Adding new group `imad' (1001) ...
Adding new user `imad' (1001) with group `imad' ...
Creating home directory `/home/imad' ...
Copying files from `/etc/skel' ...
Enter new UNIX password:
Retype new UNIX password:
passwd: password updated successfully
Changing the user information for imad
Enter the new value, or press ENTER for the default
        Full Name []: Imad Daou
        Room Number []: 347
        Work Phone []: 347-555-5555
        Home Phone []: 718-555-5555
        Other []:
Is the information correct? [Y/n] y
root@node1:~#

Note: when you create a Linux user, adduser script command creates a group as well which carries the same name of the user.

b. Red Hat Base Systems

Run the following steps ( 1 to 2)

1. Using adduser Command

adduser imad

2. Unlock the user by Setting a Password

passwd imad

Changing password for user imad.
New password:
Retype new password:
passwd: all authentication tokens updated successfully.
[root@node1 ~]#

Using Linux/UNIX Native Commands

In case the adduser command not available, use the following commands:

Run the following steps ( 1 to 3)

1. Create Linux/UNIX Group

groupadd linuxadmin

2. Create linuxadmin User

useradd -m -g linuxadmin -s /bin/bash linuxadmin

3. Set a Password for linuxadmin User

passwd linuxadmin

Debian Base – Adding Local Users to Sudoers

Sudoers can run configuration commands using sudo before each command from their session without using root user or su command. Besides, it’s easy to add and remove users from sudoers’ member list.
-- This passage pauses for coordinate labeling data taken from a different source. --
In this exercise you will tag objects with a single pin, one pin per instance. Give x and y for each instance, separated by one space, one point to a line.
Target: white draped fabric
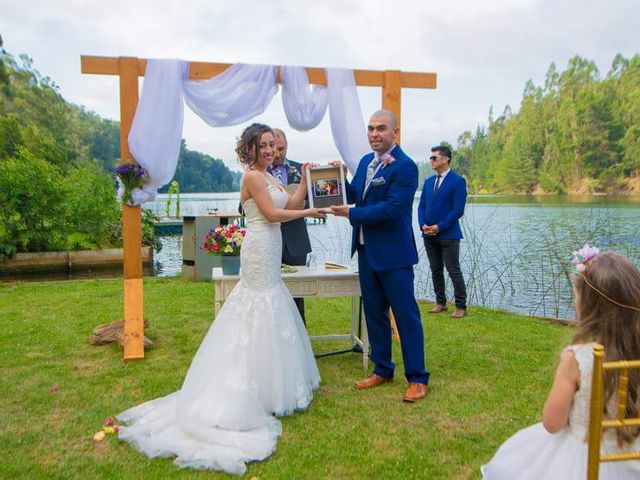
347 124
236 95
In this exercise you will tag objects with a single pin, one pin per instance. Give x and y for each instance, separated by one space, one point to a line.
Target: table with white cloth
312 283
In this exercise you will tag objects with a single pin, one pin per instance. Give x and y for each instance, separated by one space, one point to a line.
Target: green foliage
56 194
579 133
483 389
92 207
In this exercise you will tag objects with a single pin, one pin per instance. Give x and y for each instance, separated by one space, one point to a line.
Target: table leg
365 343
354 320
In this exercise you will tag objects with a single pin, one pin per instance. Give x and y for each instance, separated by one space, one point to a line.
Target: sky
483 52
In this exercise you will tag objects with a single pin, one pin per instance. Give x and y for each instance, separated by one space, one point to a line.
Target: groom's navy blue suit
386 259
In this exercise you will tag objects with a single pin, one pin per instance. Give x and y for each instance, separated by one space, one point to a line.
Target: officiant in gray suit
295 238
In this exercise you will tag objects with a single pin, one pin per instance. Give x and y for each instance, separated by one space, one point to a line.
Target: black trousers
444 252
297 260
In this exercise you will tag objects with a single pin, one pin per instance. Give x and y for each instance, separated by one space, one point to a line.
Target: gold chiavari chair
596 422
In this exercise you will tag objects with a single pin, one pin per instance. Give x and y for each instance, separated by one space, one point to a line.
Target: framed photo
326 186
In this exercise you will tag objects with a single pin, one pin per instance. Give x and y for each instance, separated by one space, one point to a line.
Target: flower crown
582 256
580 260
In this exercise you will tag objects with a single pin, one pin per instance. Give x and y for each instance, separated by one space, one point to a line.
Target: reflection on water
515 255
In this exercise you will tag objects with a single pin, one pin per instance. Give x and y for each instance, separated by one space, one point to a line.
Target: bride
256 360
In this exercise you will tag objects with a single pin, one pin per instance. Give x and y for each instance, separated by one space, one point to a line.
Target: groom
383 189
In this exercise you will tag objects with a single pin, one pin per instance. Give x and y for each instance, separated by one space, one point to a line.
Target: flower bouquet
130 176
226 241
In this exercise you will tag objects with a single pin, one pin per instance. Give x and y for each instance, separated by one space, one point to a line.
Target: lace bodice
255 362
261 252
579 413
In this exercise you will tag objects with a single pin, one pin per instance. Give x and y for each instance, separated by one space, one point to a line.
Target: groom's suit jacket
384 212
295 238
445 207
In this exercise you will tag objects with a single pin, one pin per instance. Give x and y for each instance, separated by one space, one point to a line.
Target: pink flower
584 255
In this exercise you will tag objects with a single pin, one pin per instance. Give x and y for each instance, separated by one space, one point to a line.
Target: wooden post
595 414
391 99
128 69
131 221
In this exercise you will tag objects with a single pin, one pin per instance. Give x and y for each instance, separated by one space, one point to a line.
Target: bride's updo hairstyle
248 145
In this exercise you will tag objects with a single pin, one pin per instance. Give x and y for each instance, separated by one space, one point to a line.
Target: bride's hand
316 212
304 169
338 163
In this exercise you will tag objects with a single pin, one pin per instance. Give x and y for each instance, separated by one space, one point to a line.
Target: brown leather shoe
438 309
415 392
373 381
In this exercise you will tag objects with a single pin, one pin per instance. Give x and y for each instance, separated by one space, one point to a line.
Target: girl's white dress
535 454
255 362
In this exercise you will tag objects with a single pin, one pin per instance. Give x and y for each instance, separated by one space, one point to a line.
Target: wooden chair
596 423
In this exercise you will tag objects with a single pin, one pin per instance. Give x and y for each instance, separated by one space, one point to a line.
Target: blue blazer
384 212
444 208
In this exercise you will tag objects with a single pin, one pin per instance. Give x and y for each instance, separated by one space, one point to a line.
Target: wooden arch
128 69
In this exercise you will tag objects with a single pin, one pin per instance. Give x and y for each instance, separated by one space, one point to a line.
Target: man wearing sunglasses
441 206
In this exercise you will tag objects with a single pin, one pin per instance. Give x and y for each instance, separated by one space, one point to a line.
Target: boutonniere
387 159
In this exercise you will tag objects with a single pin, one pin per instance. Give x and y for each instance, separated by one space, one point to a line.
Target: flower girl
607 300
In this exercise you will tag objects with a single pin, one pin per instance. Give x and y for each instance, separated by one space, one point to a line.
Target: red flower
387 159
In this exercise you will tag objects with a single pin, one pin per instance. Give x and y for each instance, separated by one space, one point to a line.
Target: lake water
515 255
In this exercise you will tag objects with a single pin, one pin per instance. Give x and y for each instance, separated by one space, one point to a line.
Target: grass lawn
490 375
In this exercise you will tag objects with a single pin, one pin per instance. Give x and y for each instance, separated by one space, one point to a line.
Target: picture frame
326 186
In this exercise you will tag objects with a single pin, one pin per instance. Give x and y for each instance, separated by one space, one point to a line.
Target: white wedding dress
255 362
535 454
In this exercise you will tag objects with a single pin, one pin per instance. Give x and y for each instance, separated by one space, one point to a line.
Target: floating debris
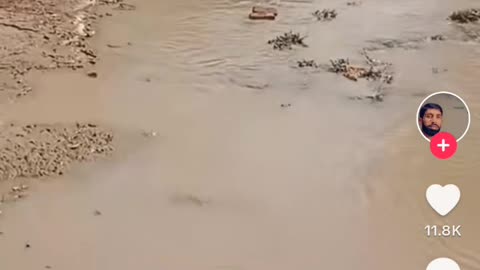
307 63
438 37
465 16
325 15
19 188
354 3
377 69
438 70
376 96
287 40
189 199
149 133
339 65
260 9
263 13
125 6
92 74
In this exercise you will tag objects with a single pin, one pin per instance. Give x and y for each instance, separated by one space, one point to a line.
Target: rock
465 16
307 63
124 6
325 15
287 40
261 16
149 133
92 74
437 37
260 9
353 3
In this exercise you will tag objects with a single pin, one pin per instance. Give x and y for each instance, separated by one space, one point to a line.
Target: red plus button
443 145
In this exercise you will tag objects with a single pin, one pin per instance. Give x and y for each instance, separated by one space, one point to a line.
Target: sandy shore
233 179
40 36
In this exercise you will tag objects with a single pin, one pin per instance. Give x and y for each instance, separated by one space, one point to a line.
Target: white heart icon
443 199
443 264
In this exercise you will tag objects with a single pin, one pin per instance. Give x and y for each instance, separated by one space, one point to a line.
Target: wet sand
233 180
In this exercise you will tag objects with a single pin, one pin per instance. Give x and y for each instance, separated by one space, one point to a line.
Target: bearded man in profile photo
430 119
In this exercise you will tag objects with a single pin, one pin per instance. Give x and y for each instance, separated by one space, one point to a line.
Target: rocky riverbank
46 35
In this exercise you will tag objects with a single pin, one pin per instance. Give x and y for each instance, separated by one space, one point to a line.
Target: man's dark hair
430 106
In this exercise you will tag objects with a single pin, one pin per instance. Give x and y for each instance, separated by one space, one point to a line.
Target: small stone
92 74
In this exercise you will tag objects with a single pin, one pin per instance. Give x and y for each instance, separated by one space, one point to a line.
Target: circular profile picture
443 112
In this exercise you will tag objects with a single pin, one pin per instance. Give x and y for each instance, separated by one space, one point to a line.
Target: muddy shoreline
42 36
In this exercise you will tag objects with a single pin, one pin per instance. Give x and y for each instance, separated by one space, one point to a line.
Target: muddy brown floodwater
234 180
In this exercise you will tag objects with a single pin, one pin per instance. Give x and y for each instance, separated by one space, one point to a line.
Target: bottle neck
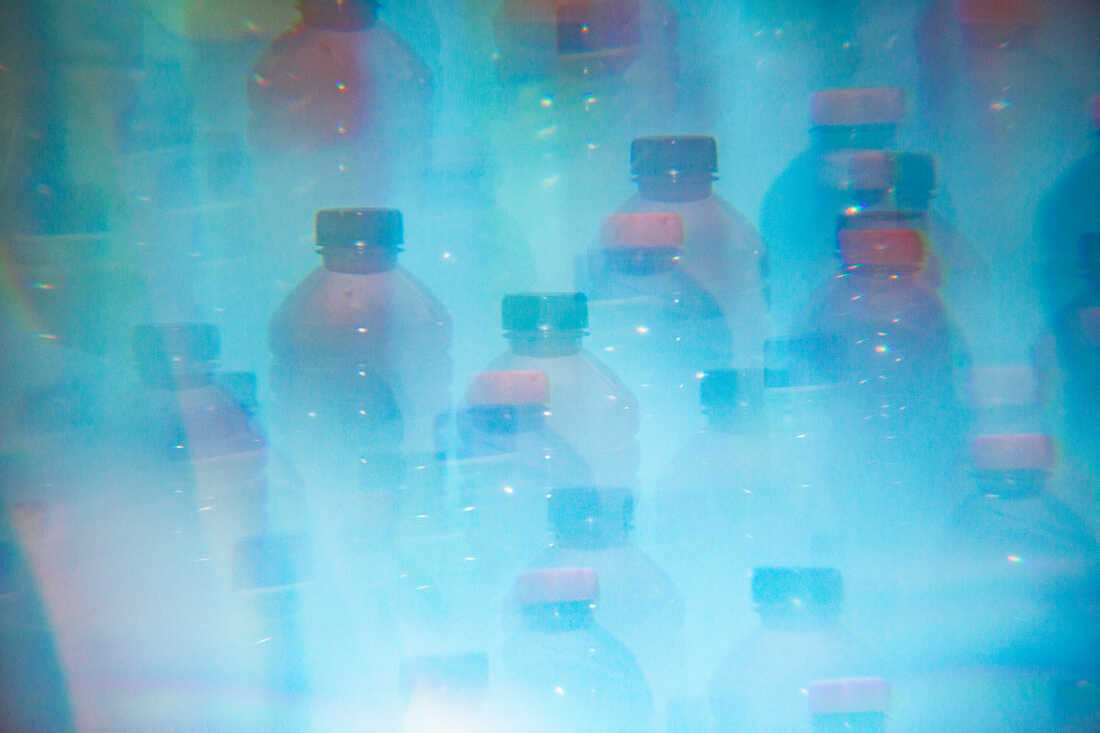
831 138
545 343
505 419
359 260
787 616
1023 483
351 15
675 188
641 261
559 616
856 722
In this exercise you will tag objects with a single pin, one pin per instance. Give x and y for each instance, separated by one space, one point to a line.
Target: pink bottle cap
999 12
851 107
649 230
1012 452
853 695
508 387
557 586
881 247
1003 385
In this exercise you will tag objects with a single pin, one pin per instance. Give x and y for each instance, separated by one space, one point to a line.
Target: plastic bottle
1014 546
798 216
651 323
578 81
762 681
639 603
446 691
859 703
590 407
1064 215
562 669
899 360
270 642
508 462
361 349
331 102
721 250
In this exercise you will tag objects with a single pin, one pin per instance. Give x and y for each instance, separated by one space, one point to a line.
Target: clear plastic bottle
798 216
447 690
361 350
651 323
562 669
590 407
639 603
340 112
722 251
899 362
859 703
270 644
761 684
1065 214
508 461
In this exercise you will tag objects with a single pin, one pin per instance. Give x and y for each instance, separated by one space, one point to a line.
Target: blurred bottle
272 573
988 86
1065 214
196 425
589 407
1068 358
339 113
160 184
859 703
562 669
508 461
761 686
802 400
33 688
639 603
446 691
899 361
1013 545
721 250
798 216
579 79
472 250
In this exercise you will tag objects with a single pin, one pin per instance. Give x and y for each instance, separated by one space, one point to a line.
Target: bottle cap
1012 452
999 12
649 230
164 343
508 387
674 155
726 387
1003 385
854 695
272 560
853 107
545 312
881 247
359 227
820 588
557 586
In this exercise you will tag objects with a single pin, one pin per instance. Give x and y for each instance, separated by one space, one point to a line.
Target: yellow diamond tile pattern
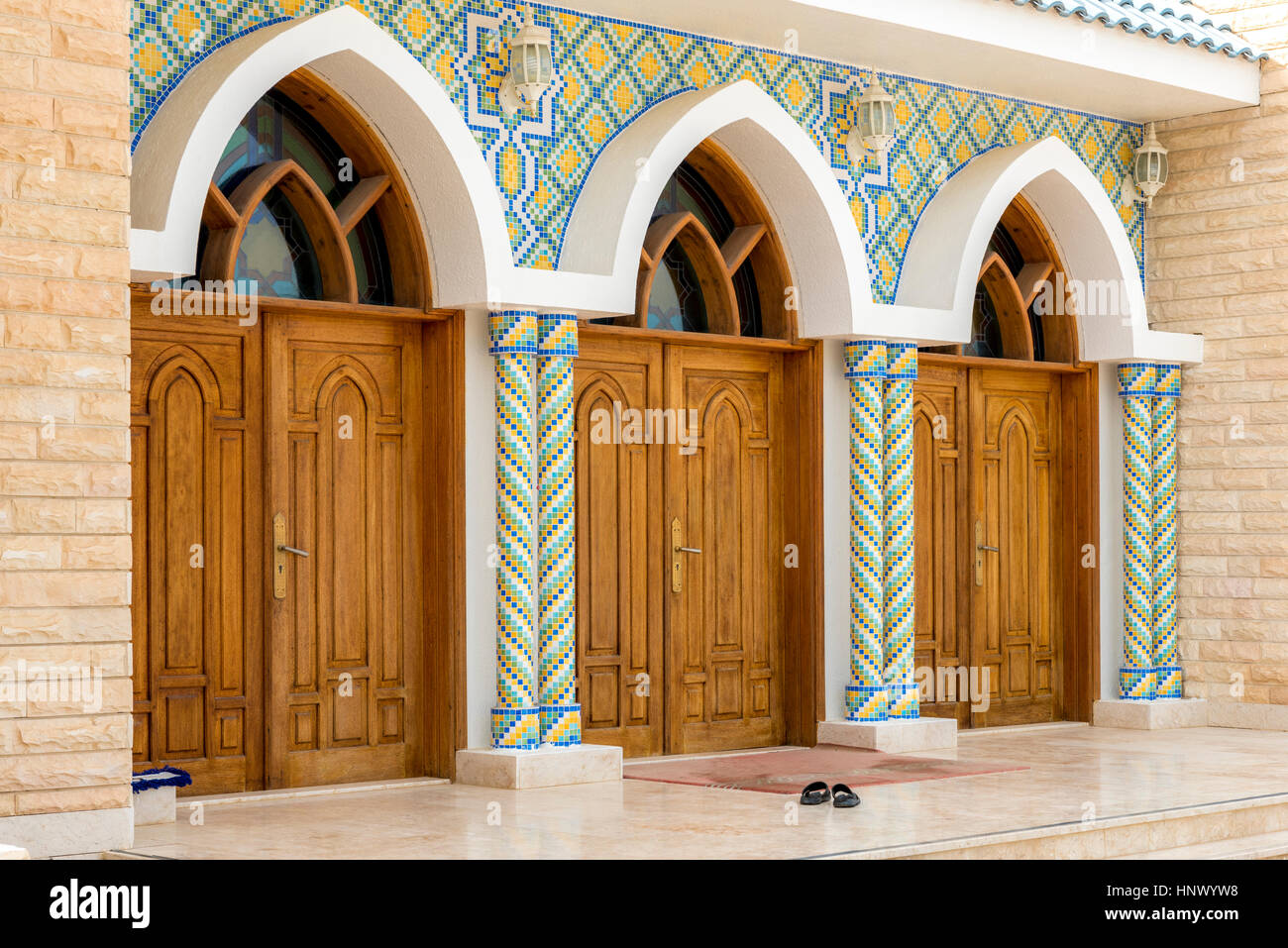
608 71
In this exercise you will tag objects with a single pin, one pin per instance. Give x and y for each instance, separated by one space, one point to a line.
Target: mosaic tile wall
608 71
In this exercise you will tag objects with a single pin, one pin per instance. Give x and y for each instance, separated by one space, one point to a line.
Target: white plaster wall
1111 553
480 531
836 530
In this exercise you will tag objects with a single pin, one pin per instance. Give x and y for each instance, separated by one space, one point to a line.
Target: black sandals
844 797
840 794
815 793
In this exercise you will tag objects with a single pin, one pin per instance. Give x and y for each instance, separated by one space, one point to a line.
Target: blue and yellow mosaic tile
608 71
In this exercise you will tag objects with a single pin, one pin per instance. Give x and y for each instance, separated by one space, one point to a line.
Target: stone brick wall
64 478
1218 263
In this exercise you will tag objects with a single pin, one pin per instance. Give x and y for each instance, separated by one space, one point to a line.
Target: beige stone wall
64 478
1218 263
Run the following steps ( 1 to 7)

1. As root Install sudo Package

apt-get update && apt-get install nano

2. Install Group Listing Package

apt-get install members

List Available Users

awk -F':' '{ print $1}' /etc/passwd

TIP: If you are using private virtualization platform such VirtualBox instead of Public VPS, then you should see the user you have created during OS setup.

List Available Groups

awk -F':' '{ print $1}' /etc/group

You should see the group which belong to the user you have created during OS setup. E.g. imad user will be associated with imad group.

List a specific group

Of course, replace imad with your group.

awk -F':' '{ print $1}' /etc/group | grep imad

List the Members of this group

members imad

3. Adding Users to Sudoers List

2 known options to add users to Sudoers list.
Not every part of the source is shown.